Dokumenty, lekarstwa, pieniądze, prowiant i telefon – właśnie to Polacy zabraliby ze sobą podczas szybkiej ewakuacji. Z kolei większość badanych otwarcie przyznaje, że nie jest przygotowana na taką sytuację i nie wie, gdzie w pobliżu ich miejsca zamieszkania znajduje się najbliższy schron.
Znacząca grupa respondentów nie byłaby w stanie rozpoznać rodzajów syren alarmowych. Jak się okazuje, najlepiej przygotowaną i wyedukowaną grupą w tym zakresie są Polacy w wieku 18-24 lata. Dane z badania przeprowadzonego na zlecenie Amazon nie pozostawiają złudzeń, że poziom wiedzy w tym zakresie kończy się wraz z edukacją szkolną.
Ostatnie trzy lata pokazały, że powinniśmy być bardziej wrażliwi na punkcie dbałości o własne bezpieczeństwo i zdrowie. Pandemia COVID-19, wojna za wschodnią granicą, a także lokalne katastrofy klimatyczne nie mogą pozostawiać nas obojętnymi na edukację w kwestii tego, jak zachować się w sytuacji zagrożenia. Czy nasze społeczeństwo jest przygotowane na utrzymujący się w związku z tym stan podwyższonego ryzyka i czy posiada odpowiednią wiedzę, aby się z nim zmierzyć? Z badania wynika, że jedynie 37 proc. Polaków wie, co dokładnie należy zrobić, aby uchronić siebie i bliskich przed niebezpieczeństwem w sytuacji zagrożenia, takim jak klęska żywiołowa lub wybuch konfliktu militarnego.

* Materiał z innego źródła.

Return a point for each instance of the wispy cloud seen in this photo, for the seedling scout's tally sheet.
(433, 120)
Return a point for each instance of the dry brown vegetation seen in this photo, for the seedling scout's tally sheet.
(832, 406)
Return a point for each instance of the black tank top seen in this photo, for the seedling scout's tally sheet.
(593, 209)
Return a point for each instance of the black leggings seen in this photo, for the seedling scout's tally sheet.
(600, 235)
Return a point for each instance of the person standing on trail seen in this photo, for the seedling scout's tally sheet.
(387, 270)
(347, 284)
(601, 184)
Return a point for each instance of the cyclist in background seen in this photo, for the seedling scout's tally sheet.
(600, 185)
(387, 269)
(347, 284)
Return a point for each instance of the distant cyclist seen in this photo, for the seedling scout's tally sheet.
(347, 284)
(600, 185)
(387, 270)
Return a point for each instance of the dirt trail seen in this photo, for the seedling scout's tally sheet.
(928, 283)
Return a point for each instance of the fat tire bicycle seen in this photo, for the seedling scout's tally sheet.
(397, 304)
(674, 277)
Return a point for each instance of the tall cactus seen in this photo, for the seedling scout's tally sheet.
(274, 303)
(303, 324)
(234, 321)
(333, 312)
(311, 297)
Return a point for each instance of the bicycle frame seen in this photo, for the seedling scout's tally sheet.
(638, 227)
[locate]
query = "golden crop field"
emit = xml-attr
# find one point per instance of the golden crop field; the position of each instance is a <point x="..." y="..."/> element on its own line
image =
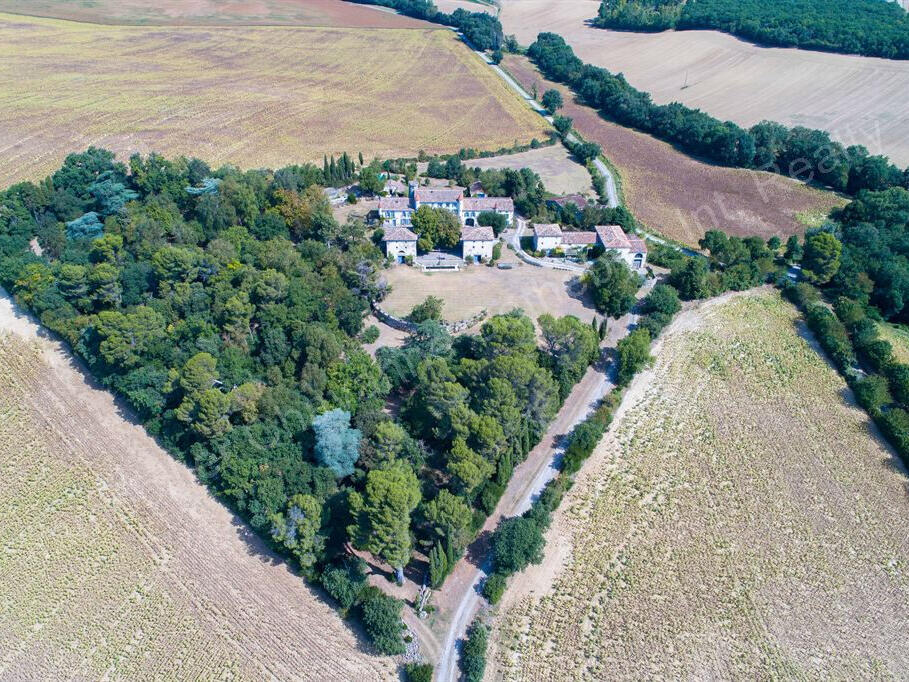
<point x="858" y="100"/>
<point x="251" y="96"/>
<point x="740" y="520"/>
<point x="214" y="12"/>
<point x="116" y="564"/>
<point x="679" y="196"/>
<point x="557" y="168"/>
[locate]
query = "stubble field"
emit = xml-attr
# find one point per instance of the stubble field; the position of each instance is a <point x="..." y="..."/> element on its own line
<point x="560" y="173"/>
<point x="215" y="12"/>
<point x="679" y="196"/>
<point x="252" y="96"/>
<point x="740" y="520"/>
<point x="859" y="100"/>
<point x="116" y="564"/>
<point x="478" y="287"/>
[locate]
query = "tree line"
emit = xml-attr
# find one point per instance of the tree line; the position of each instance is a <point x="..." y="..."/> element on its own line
<point x="867" y="27"/>
<point x="798" y="152"/>
<point x="484" y="31"/>
<point x="227" y="308"/>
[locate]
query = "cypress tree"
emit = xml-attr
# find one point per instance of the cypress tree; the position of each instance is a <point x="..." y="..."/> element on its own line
<point x="438" y="565"/>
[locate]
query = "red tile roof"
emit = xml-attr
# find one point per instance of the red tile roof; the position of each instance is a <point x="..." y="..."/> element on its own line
<point x="579" y="238"/>
<point x="436" y="195"/>
<point x="613" y="237"/>
<point x="487" y="204"/>
<point x="394" y="203"/>
<point x="547" y="230"/>
<point x="477" y="234"/>
<point x="638" y="245"/>
<point x="398" y="234"/>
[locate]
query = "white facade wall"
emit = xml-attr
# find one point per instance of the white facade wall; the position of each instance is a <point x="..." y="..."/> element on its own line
<point x="636" y="260"/>
<point x="452" y="206"/>
<point x="472" y="248"/>
<point x="402" y="248"/>
<point x="397" y="218"/>
<point x="546" y="243"/>
<point x="509" y="215"/>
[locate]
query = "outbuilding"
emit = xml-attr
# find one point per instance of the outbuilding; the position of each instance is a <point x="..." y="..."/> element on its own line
<point x="400" y="243"/>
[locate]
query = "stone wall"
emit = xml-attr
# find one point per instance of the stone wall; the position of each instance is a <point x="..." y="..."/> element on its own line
<point x="405" y="326"/>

Ponad połowa Polaków nie odróżnia sygnałów alarmowych
Z badania przeprowadzonego w marcu br. jasno wynika, że Polacy potrzebują przeszkolenia ze znajomości sygnałów alarmowych. Rozróżnia je zaledwie 40 proc. ankietowanych. Odsetek pozytywnych odpowiedzi jest najwyższy wśród osób w wieku 18-24 lata (przekracza 50 proc.) i spada wraz z rosnącym wiekiem badanych. Najmniej optymistycznie sytuacja kształtuje się w grupie emerytów (osoby powyżej 65. roku życia), gdzie aż 80 proc. ankietowanych nie ma wiedzy w tym zakresie. Co więcej, Polacy mają braki w wiedzy dotyczącej lokalizacji schronów i miejsc doraźnego schronienia – negatywnych odpowiedzi na to pytanie udzieliło 62 proc. badanych. Kolejnym aspektem, w którym nasze społeczeństwo powinno pilnie uzupełnić swoją wiedzę, jest umiejętność udzielenia pierwszej pomocy. Co prawda, 63 proc. osób deklaruje, że potrafi to zrobić, jednak odsetek ten jest najwyższy w grupie wiekowej 18-24 lata (wynosi 74 proc.) i maleje wraz z rosnącym wiekiem badanych.
– Liczby są naprawdę alarmujące. Zdecydowana większość Polaków nie jest przygotowana na sytuacje kryzysowe. To istotny problem, który wymaga podjęcia konkretnych działań – mówi Rafał Sakowski, koordynator ratownictwa w Polskim Czerwonym Krzyżu. – Wyniki badania świadczą o tym, że wiedza w tym zakresie jest niewystarczająca. Dostrzegamy więc wyraźną potrzebę właściwego zaopiekowania i edukacji zwłaszcza wśród osób dorosłych. Może to stanowić cenną wskazówkę dla pracodawców i być argumentem, że warto inwestować w działania szkoleniowe, między innymi z udzielania pierwszej pomocy. Będzie to przydatne nie tylko w sytuacjach skrajnego zagrożenia, ale przede wszystkim na co dzień – w domu czy w pracy. Dzięki takiej wiedzy możemy troszczyć się o siebie wzajemnie, a być może kiedyś uratować komuś życie – dodaje.
– Powinny być powszechne szkolenia z ratownictwa, od przedszkolaka, szkolenie z informacji o zagrożeniach. Nauka udzielania pierwszej pomocy zaczyna się od przedszkola i powinna objąć wszystkie grupy społeczne – mówił w rozmowie z Radiem Zet Władysław Kosiniak-Kamysz, minister obrony narodowej. Podkreślił, że nie ma obrony państwa bez zaangażowania społecznego. – Jeśli dochodzi do konfliktu, bardzo ważne są sojusze, armia przygotowana, dobrze zarządzana, ale najważniejsza jest wspólnota i dobrze przygotowane społeczeństwo – zaznaczył.